How companies should begin to act
So as a business, how should we start to prepare to turn cold data into golden money? Here are some suggestions:
1 Save as many kinds of data as possible. Today, the cost of storage is not a factor to consider. Remember, no good analysis, no data is not. There are a lot of data, even if there is no way to analyze it, try to store them for future analysis. Many companies ignore this. In fact, a lot of data can be stored in the original format, including transaction data, user behavior, log files, user-generated content, sensor data, etc., in short, you can have the data, first save. Will always be useful in the future.
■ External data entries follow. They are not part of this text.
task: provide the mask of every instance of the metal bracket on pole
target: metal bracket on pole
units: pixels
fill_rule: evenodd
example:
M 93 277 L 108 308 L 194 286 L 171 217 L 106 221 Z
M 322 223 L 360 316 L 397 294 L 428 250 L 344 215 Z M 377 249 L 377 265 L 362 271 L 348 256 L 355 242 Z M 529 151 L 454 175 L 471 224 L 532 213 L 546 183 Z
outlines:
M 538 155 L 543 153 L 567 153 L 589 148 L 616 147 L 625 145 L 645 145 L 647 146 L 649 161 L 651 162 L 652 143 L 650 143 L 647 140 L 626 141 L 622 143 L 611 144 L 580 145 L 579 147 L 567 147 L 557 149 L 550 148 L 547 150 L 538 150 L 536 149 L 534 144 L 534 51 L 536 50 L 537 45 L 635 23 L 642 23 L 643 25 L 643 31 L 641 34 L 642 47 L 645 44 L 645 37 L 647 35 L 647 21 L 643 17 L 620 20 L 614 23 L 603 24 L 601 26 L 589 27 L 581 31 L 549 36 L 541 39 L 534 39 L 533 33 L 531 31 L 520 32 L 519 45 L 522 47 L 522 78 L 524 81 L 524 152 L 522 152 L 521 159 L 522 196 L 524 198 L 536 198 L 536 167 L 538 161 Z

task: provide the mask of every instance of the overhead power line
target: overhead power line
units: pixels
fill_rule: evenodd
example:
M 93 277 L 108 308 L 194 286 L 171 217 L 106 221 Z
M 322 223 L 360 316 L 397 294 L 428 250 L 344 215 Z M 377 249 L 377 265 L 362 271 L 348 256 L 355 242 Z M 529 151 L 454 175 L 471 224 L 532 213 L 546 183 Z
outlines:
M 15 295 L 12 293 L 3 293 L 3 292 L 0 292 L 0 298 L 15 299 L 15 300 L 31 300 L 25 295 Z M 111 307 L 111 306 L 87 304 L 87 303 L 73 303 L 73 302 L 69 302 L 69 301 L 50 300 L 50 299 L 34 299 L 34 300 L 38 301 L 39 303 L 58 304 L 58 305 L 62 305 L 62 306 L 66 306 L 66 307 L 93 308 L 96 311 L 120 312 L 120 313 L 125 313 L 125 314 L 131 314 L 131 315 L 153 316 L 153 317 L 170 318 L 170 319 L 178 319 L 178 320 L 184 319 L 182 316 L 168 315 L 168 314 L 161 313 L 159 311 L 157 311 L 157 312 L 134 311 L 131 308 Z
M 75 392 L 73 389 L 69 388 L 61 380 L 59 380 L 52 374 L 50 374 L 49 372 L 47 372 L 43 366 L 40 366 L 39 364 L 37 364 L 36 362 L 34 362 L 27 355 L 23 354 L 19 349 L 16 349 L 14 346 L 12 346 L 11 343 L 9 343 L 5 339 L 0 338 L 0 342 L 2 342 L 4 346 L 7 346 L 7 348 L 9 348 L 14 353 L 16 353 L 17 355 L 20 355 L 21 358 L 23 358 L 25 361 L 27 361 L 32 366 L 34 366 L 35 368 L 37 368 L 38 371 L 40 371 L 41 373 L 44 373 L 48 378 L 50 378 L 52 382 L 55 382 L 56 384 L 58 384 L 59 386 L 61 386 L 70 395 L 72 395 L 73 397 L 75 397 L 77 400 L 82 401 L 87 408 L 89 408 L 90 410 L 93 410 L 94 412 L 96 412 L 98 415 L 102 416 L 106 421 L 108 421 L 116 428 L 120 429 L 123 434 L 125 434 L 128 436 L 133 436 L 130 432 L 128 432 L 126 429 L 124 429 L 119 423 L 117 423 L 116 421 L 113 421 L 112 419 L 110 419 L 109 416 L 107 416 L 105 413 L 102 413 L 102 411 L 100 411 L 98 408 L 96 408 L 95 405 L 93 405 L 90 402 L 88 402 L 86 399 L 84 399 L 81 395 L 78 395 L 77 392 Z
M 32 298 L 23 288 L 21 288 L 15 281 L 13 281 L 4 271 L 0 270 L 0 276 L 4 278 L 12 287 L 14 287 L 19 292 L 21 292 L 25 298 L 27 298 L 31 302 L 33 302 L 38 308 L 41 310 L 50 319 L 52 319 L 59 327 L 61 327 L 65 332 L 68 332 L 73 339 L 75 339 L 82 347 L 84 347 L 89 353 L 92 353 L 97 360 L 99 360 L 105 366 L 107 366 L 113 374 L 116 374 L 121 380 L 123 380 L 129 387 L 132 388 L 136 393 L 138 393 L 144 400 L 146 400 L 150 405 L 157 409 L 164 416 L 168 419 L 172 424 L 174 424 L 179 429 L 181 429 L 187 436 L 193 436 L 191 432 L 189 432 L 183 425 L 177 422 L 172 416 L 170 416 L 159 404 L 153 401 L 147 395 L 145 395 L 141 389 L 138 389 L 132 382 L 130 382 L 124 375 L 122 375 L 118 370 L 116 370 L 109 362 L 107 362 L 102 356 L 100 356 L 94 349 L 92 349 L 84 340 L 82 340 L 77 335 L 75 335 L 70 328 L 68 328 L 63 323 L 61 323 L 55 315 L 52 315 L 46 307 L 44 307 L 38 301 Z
2 Find a data scientist: If you are a small company, you may need to find a data scientist to join, or one of the team needs to be a data scientist. If you manage a large company, then you may need a team of data scientists. Data scientists can be cultured from within. A good business analyst or anyone with a strong business intelligence or database background can become a data scientist. You need to equip data scientists with the right tools and access to different data from the company so that he can perform data analysis, data mining, business intelligence analysis, and data production. A good data scientist can help you improve your productivity and help you make better use of the various data generated within your company.
3 Data production: For any company that has specific data, it should consider the product of this data. In fact, any company with desktop, mobile, network or server applications has its own unique data. Companies in the advertising and retailing industries have increased their revenues by billions of of billions of dollars in data products.
For example, if you are a business-to-business software that serves as a service company, the service of providing your customers with self-service reporting is the simplest example of a data product. If you are an E-commerce site, using the data to provide users with recommendations can increase your income, if you have a mobile application, then consider how to make your application more intelligent will bring a better user experience and revenue. There is a data scientist to consider how data production is the first step, and ultimately, the enterprise still needs to put resources into real implementation.
4 Data-oriented leadership: Big data is not just about data, it's more about how to use data to drive workflows and optimize product functionality. All this requires the managers of the enterprise to use a data-oriented way to lead the enterprise and promote the large data of the enterprise. 21st century is the century of the large data. If the enterprise cannot transform smoothly under the trend of data-oriented, it is likely to be defeated by competitors.